「食欲」は体からのサイン
「今日はなんだか、いつもと違うものが食べたい」――そう感じたことはありませんか?
私たちの体は驚くほど賢く、その時々の状態に応じて「今、必要な栄養素」を的確に欲するようにできています。
たとえば、こんな経験はないでしょうか。
「昨日はパンが食べたかったけど、今日はご飯が食べたい」
「普段はコーヒーなんだけど、今日は紅茶が飲みたい」
これは気まぐれではありません。昨日と今日で、あなたの体のコンディションが変わったからです。
疲労の度合い、睡眠の質、ストレスレベル、ホルモンバランス、体調――。こうした目に見えない変化を、体は「食欲」という形で教えてくれているのです。
そして、この「体からのメッセージ」を読み解けるようになれば、あなたは自分の体のコンディションをより深く理解し、必要な栄養を的確に補えるようになります。
では、具体的にどんなコンディションが、どのような食欲を生み出すのか。
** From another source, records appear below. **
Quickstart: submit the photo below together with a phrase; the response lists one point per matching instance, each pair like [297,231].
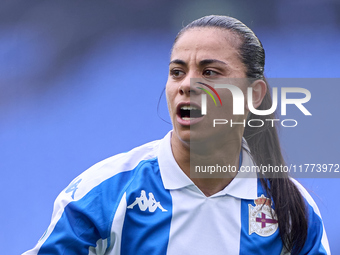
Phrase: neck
[224,153]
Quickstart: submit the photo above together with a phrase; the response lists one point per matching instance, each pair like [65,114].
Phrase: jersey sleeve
[317,242]
[83,216]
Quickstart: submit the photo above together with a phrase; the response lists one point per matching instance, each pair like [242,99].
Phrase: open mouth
[189,112]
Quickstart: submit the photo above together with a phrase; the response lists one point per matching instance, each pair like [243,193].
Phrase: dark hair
[264,142]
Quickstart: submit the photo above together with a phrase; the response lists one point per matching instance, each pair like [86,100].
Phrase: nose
[189,86]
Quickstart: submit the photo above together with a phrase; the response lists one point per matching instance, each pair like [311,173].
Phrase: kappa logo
[261,221]
[73,187]
[144,203]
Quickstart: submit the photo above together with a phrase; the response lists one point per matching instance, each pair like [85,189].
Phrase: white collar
[243,186]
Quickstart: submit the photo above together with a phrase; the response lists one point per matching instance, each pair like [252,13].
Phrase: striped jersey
[141,202]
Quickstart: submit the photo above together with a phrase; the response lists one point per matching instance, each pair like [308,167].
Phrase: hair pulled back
[263,142]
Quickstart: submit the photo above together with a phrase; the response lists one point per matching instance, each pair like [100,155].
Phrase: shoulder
[317,242]
[116,169]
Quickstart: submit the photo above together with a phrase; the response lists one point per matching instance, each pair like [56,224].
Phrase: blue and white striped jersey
[141,202]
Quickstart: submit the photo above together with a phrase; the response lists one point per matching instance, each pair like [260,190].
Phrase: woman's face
[209,54]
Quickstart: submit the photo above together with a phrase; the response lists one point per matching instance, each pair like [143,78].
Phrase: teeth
[189,107]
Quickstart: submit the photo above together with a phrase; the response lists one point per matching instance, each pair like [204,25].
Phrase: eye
[176,73]
[210,73]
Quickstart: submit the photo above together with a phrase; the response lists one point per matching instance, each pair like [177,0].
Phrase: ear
[259,91]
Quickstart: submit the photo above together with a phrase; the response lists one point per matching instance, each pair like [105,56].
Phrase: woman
[147,202]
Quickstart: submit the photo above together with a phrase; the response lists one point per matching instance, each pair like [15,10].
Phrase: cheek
[169,98]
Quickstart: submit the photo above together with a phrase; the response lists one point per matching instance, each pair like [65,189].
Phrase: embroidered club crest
[261,220]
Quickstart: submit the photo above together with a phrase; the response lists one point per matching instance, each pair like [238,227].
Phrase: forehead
[208,42]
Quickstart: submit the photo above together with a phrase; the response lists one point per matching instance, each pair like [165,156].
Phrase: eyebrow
[201,63]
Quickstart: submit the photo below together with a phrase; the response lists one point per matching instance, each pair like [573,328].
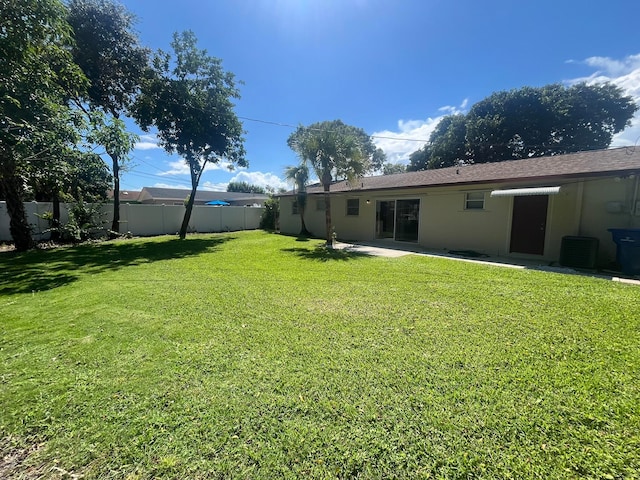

代表的な例を一つずつ見ていきましょう。
case 1 疲れているとき、甘いものが食べたくなる
「今日は疲れた……チョコレートが食べたい」
仕事や勉強で疲れた日、無性に甘いものが欲しくなる――これは誰もが経験することです。
研究室の学生たちも、試験前になると「糖分が欲しい」とよく言います。これには、ちゃんと理由があるのです。
本書『食べたいものを、食べていい 「毎日牛丼」生活も肯定する科学』で先に触れましたが、脳は主にブドウ糖(グルコース)をエネルギー源として利用しています。強い集中や疲労が続くと、脳はエネルギーを大量に消費するため、「糖を補給してくれ」とシグナルを送るのです。
さらに、甘いものを食べると、脳内でドーパミンなどの快感をもたらす物質が放出され(*1)、一時的に気分が落ち着くため、体は本能的に糖を求めるのです。
〈体からのメッセージ〉
「脳のエネルギーが切れています。糖を補給してください」
〈対策〉
我慢せず、少量の甘いものを食べましょう。チョコレートなどのお菓子もいいですが、バナナやドライフルーツなど自然な糖分もおすすめです。果物には糖質だけでなく、ビタミンやミネラルも含まれているので、一石二鳥です。そして、「また糖分とりすぎた」と自分を責めないこと。体が求めているのですから。